This book examines the latest manifestations of resource competition. The energy transition and the digitalization of the global economy are both accelerating even as geopolitics driven by Sino-American hyper-competition become increasingly contentious. The volume brings together an interdisciplinary group of scholars, policy makers, institutional stakeholders, and industry experts to analyze not only the transition itself, but also the implications that the need for uninterrupted access to unprecedented levels of raw materials generates. By framing the challenges ahead for global society, governance, industry, international power politics, and the environment, the book asks hard questions about the choices that need to be made to reach net zero by mid-century. Moreover, it sheds light on different facets of the growing risks to what have been global interdependent supply chains in a way that is nuanced, balanced, and practical, thus pushing back on some of the most sensational headlines that breed confusion and may lead policymakers to make more narrow and less effective decisions.

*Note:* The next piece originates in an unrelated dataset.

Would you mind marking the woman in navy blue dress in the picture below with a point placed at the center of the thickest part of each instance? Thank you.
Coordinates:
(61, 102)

The volume is an outcome of “Rich Rocks, the Climate Crisis and the Tech-imperium” a Summer Institute at Caltech and the Huntington that took place in July 2021.

Editors and Affiliations

  • Environmental Studies, New York University Abu Dhabi, Abu Dhabi, United Arab Emirates

    Sophia Kalantzakos

About the editor

Sophia Kalantzakos is Global Distinguished Professor in Environmental Studies and Public Policy at New York University Abu Dhabi.  Her research centers on the geopolitics of critical minerals, the transition to a net zero future, and the fourth industrial revolution. Her work, in particular, examines how resource competition in an era of fraught geopolitics has tilted the balance toward more securitized assessments of global interdependence. Moreover, she examines China’s global aspirations manifested in the belt and road initiative, Europe’s reckoning with a seismic push against both its normative and economic power, and the US’s re-evaluation of its leadership role in the global order. Her publications include China and the Geopolitics of Rare Earths (Oxford University Press, 2018; rev.2021) and The EU, US, and China Tackling Climate Change: Policies and Alliances for the Anthropocene (Routledge, 2017). She was a Rachel Carson (RCC) Fellow at LMU Munich in 2015 and 2018 and has served as a member of its Academic Advisory Board. She is currently the President of the RCC Society of Fellows. Recently she has been a Fung Global Fellow at the Princeton Institute for International and Regional Studies (PIIRS) and Senior Fellow in the Research Institute for the History of Science and Technology at Caltech and the Huntington.